Luis Gonzales was suspended in a bosun’s chair and working near the top of the building’s interior light well when the chair’s rigging snapped and dropped him approximately 20 feet to the bottom of the shaft. He suffered serious injuries to both shoulders and numerous fractured bones. Parsley, the employer, was cited by Cal-OSHA for workplace safety violations.

Luis Gonzalez applied to the Workers’ Compensation Appeals Board since Parsley had no insurance. As determined by the Heiman case, the hiring of an unlicensed contractor who is injured, or whose employee is injured, while performing work for an HOA, creates an environment in which different employment relationships may arise with respect to “employer liability for workers’ compensation or tort damages.” (Heiman v. Workers’ Comp. Appeals Bd. (2007) 149 Cal.App.4th 724, 734 (Heiman).) In the seminal opinion, State Compensation Ins. Fund v. Workers’ Comp. Appeals Bd. (1985) 40 Cal.3d 5 (State Fund), the Supreme Court concluded that a homeowner who hired an unlicensed contractor, who was injured when he fell from a scaffold, was required to assume the status of “employer” for workers’ compensation liability because section 2750.5 requires an independent contractor be licensed as a matter of law.

“Any person performing any function or activity for which a [contractor’s] license is required . . . shall hold a valid contractor’s license as a condition of having independent contractor status.” (Fernandez v. Lawson (2003) 31 Cal.4th 31, 40 (conc. opn. of Brown, J.).) It is well established that the language of the statute “creates a rebuttable presumption affecting the burden of proof that a worker performing services for which a contractor’s license is required, or who is performing such services for a person who is required to obtain such a license, is an employee rather than an independent contractor.”

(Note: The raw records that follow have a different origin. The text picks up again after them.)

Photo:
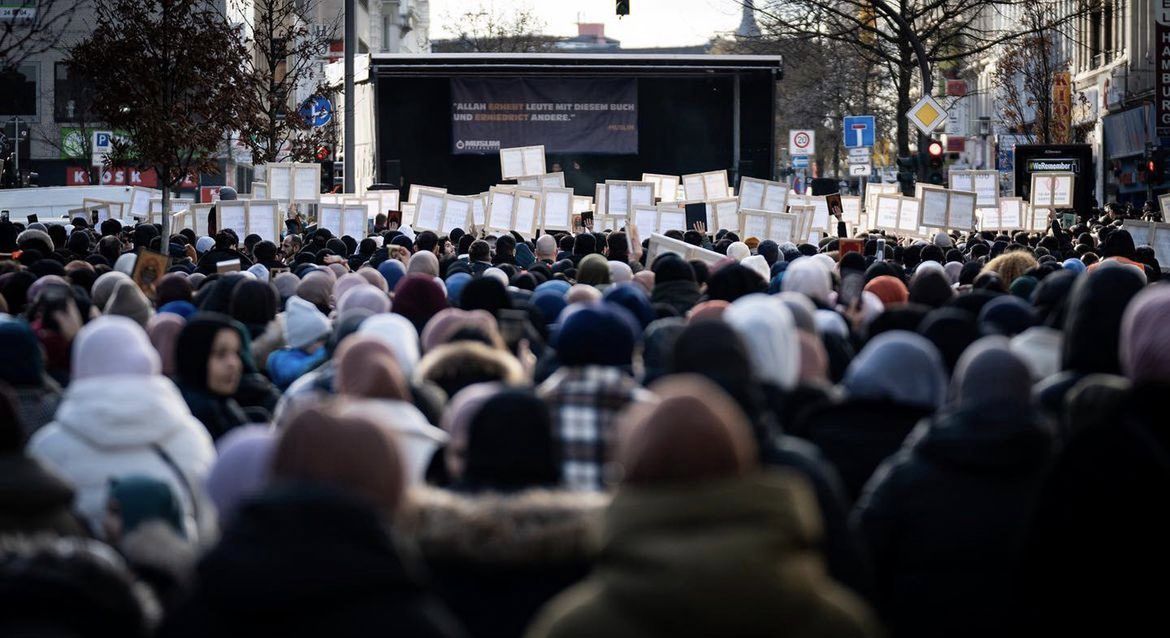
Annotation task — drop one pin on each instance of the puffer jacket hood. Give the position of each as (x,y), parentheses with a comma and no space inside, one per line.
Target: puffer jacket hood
(124,411)
(536,526)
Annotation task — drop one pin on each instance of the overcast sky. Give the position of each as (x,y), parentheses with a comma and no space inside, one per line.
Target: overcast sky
(649,23)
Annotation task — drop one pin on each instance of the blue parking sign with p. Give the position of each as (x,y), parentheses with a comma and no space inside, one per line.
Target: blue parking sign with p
(858,130)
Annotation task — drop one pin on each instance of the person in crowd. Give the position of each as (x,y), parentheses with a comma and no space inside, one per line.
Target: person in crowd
(879,409)
(305,329)
(315,554)
(700,540)
(594,348)
(493,578)
(959,494)
(33,499)
(36,395)
(210,365)
(1098,519)
(119,416)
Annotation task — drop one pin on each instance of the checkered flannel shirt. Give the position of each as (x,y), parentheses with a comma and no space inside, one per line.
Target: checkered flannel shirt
(585,402)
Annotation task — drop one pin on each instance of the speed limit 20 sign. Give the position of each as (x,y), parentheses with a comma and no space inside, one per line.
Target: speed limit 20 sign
(802,142)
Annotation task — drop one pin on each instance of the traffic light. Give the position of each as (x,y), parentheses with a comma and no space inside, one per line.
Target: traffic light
(907,170)
(935,162)
(327,169)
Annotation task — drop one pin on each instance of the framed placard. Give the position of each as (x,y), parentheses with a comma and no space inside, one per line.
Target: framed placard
(754,224)
(501,206)
(1141,231)
(703,186)
(641,193)
(933,207)
(428,211)
(408,213)
(1052,190)
(782,227)
(139,201)
(961,210)
(908,217)
(556,208)
(456,212)
(820,220)
(660,244)
(279,178)
(670,218)
(723,214)
(873,190)
(984,184)
(480,210)
(1011,213)
(617,198)
(412,194)
(528,212)
(305,183)
(265,219)
(353,221)
(666,187)
(546,180)
(762,194)
(645,219)
(582,204)
(521,160)
(851,210)
(234,215)
(887,211)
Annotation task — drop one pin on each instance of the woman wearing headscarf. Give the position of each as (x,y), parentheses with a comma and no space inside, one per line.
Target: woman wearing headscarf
(210,362)
(674,283)
(945,518)
(369,374)
(33,499)
(713,349)
(700,540)
(896,381)
(418,297)
(1088,569)
(506,540)
(163,330)
(1092,331)
(119,416)
(315,553)
(255,304)
(36,395)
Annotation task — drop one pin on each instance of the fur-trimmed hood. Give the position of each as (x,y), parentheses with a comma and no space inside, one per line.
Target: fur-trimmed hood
(536,526)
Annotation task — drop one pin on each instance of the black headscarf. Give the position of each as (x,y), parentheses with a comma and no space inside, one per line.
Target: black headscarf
(951,330)
(484,294)
(1093,323)
(510,445)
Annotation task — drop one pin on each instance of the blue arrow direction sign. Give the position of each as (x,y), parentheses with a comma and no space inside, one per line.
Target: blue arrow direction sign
(316,111)
(859,130)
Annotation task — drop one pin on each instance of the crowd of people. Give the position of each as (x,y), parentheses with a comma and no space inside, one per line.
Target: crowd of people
(420,434)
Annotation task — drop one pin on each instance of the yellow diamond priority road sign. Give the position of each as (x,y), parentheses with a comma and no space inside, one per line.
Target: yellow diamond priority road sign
(927,115)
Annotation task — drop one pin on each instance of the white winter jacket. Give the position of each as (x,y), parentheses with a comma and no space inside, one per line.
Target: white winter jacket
(107,427)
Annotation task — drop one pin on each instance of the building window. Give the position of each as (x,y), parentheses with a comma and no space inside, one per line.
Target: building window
(19,90)
(73,96)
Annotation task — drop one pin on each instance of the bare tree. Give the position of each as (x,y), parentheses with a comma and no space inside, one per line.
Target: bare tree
(486,31)
(188,89)
(287,54)
(1026,77)
(907,39)
(31,27)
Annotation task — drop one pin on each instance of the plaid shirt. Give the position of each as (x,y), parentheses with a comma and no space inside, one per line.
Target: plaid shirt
(585,402)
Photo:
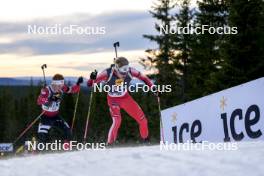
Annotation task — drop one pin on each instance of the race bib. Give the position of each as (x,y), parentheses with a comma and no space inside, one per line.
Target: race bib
(55,106)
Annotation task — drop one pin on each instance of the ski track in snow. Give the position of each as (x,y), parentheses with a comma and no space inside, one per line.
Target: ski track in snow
(145,161)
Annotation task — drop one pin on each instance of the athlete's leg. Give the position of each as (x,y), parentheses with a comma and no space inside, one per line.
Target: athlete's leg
(116,117)
(134,110)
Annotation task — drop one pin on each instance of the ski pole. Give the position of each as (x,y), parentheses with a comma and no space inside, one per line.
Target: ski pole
(43,70)
(161,124)
(116,44)
(29,126)
(88,117)
(75,109)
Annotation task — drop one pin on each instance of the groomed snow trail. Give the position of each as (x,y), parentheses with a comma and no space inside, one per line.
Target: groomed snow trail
(144,161)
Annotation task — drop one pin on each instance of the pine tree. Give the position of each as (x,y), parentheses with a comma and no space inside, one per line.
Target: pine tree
(244,51)
(205,53)
(162,57)
(183,43)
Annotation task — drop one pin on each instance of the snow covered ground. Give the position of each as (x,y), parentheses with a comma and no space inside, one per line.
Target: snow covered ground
(147,161)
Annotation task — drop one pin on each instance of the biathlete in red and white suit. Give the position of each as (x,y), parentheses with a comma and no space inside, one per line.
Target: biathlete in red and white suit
(122,74)
(50,99)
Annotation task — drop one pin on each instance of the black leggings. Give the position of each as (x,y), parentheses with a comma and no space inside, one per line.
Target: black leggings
(46,123)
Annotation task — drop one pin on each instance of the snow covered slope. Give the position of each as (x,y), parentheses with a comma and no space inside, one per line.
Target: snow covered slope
(145,161)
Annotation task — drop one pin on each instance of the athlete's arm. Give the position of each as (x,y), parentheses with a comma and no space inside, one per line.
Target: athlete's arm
(72,89)
(100,77)
(140,76)
(43,97)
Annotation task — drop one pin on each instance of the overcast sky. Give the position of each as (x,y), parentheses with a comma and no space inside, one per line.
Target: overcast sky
(21,54)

The moral of this story: Even if an independent contractor lies to you about the existence of a contractor’s license or workers’ compensation coverage, it does not rule out the possibility that the common interest development could be found to be in an employee/employer relationship at the time of loss. A minimum audit payroll “no payroll” workers’ compensation policy, in the name of the common interest development, acts as an effective safety net against these sorts of claims. Workers’ compensation “no payroll” policies are readily available in California for minimum premiums as low as $528 to $606 per year*.

*Workers’ compensation policies are subject to annual audit and premiums may exceed the quoted minimum premiums if uninsured or unlicensed contractors are reported at the conclusion of the policy period.